A chaque fois, l'avocat nous raconte, sous la forme de nouvelles, quelques affaires marquantes dans lesquelles il est intervenu en tant que défenseur ou de partie civile. Meurtres, vols, viols, arnaques, tout le panel des infractions est représenté. 

Pourtant alors que l'on pourrait s'attendre à un simple polar juste un peu plus vrai que nature, c'est le côté humain de chacune des histoires relatées qui frappe. Celle de cette jeune serveuse par exemple, violée par plusieurs musiciens un soir de fête communale, « c’était des hommes tout à fait normaux et nul n’aurait imaginé qu’une telle chose pût arriver »... Ou encore celle de ce garçon, tellement épris de son amoureuse qu'il tentera de la dévorer, ou de cette femme battue qui finira par tuer son mari et que le juge cherchera par tous les moyens de faire acquitter.

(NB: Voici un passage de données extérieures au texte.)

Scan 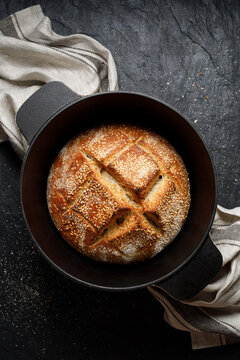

Les drames et la misère humaine sont là mais l'humour aussi, comme dans l'histoire de ce petit malfrat, un peu idiot, chargé de veiller sur un chien et sur une clé qui finira par perdre les deux dans des circonstances tellement grotesques qu'elles m'ont presque fait douter de la véracité de ce récit. Je dois d'ailleurs avouer que je suis quelque peu dubitative quant à la possibilité qu'un avocat ait pu rencontrer tant d'affaires aussi incroyables en quelques quinze années d'exercice, mais cela n'enlève rien à la qualité de ces livres. Certains pourront par ailleurs peut-être déplorer le style extrêmement sobre et épuré (voire juridique ?) de l'auteur, pour ma part c'est ce que j'ai particulièrement apprécié, déformation professionnelle sûrement...

Ces deux recueils d'une dizaine de nouvelles chacun raviront aussi bien les amateurs de polars que les lecteurs attirés par les histoires humaines. Ce livre fait rire, pleurer parfois, il nous choque et ne laisse en aucun cas indifférent.

Crimes et Coupables, de Ferdinand von Schirach
224 et 192 pages
Editions Gallimard

2 commentaires:

  1. Crimes est dans ma PAL, tu m'as donné envie de l'en sortir très vite !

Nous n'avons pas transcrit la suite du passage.